Hanya kami yang tahu senyum di tiap perjumpaan itu, pun tak tertulis namun penuh gairah, ya seolah tautan hujan dan matahari yang baru saja berdamai lalu bertemu, selanjutnya adalah warna-warni yang menyeruak, seolah baru saja terbebas dari pengasingan_ aku "mencium-mu", bangsatlah aku yang dengan ini tak me-pedulikan sesuatu pun, juga malu.....

Jika saling rindu semisal di terambing galau berantah, kita selalu bersembunyi di alam ruh, tanpa kesah angin yang mendesah, Upss kelihatan sangat tenang...juga sedikit tertutup.

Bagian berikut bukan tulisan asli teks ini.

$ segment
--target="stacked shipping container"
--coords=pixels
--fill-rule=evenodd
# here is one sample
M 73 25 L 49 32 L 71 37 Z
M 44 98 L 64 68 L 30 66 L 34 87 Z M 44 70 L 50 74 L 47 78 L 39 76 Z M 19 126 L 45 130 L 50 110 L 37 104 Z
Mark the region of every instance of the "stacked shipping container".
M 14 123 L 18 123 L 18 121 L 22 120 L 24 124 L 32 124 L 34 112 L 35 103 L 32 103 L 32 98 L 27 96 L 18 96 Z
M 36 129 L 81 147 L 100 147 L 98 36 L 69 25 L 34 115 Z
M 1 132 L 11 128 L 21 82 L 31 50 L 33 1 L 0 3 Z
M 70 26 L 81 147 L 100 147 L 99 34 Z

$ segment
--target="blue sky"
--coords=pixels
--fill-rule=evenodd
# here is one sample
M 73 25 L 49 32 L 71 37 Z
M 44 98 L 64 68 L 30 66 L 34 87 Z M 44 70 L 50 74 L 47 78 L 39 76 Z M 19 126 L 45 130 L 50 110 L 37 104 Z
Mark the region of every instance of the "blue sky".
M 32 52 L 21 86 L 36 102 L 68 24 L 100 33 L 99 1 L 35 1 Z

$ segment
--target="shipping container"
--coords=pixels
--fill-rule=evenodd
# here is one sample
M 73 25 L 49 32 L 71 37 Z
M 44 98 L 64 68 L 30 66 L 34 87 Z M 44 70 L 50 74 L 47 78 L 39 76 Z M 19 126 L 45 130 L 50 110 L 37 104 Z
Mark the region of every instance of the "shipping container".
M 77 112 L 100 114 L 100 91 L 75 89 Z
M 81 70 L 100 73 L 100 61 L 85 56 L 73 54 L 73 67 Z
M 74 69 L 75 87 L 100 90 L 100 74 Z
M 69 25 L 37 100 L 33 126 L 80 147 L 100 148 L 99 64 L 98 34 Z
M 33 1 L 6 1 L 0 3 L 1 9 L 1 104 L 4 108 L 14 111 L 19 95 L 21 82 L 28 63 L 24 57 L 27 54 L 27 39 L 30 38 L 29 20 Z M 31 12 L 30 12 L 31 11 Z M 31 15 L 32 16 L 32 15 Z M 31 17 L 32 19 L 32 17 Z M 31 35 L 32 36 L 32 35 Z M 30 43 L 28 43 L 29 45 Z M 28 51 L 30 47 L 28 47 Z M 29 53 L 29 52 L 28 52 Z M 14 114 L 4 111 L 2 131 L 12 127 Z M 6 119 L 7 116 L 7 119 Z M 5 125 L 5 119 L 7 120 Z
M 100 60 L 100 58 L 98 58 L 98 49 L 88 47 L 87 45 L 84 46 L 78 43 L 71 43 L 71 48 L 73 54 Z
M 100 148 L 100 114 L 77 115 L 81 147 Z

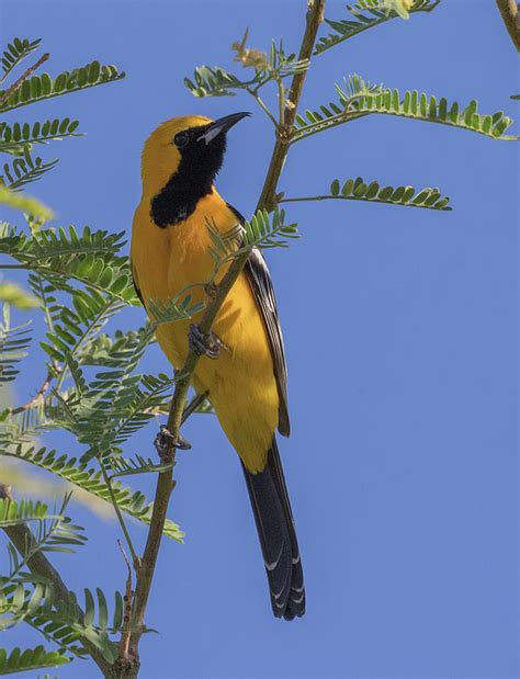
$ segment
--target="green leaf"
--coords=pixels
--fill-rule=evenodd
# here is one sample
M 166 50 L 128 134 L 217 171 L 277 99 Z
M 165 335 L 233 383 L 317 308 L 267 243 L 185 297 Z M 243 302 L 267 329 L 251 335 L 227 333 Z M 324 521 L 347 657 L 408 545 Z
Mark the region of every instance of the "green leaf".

Seperti semayam rindu pada tetes hujan yang tak juga reda sore ini, kamipun menerka-nerka cerita dengan dingin yang menyungkup pori, kami...tak lagi butuh keluar atau masuk, sebab telah ditakdirkan kedap cuaca, yah...sebegenipun rasanya sudah terlalu nyaring. (haha..ha...)

selanjutnya , hanya kami yang tahu, tentang senyum di tiap perjumpaan itu,
tak tertulis bahkan sangat rahasia. Sampai pada catatan yang penuh telikung, tak apalah bukankah kita terlanjur hendak mati bersama, upss, kau kegelian ya...?, ya...
 sebangsat apapun kita, tapi tak ada jeda untuk cinta_



_____________
kaimuddin mbck, perihal siang tadi > bahwa se-", ya..sekali itu adalah getir ketika rindu dan hujan deras, becek dan....... tak ada ojek.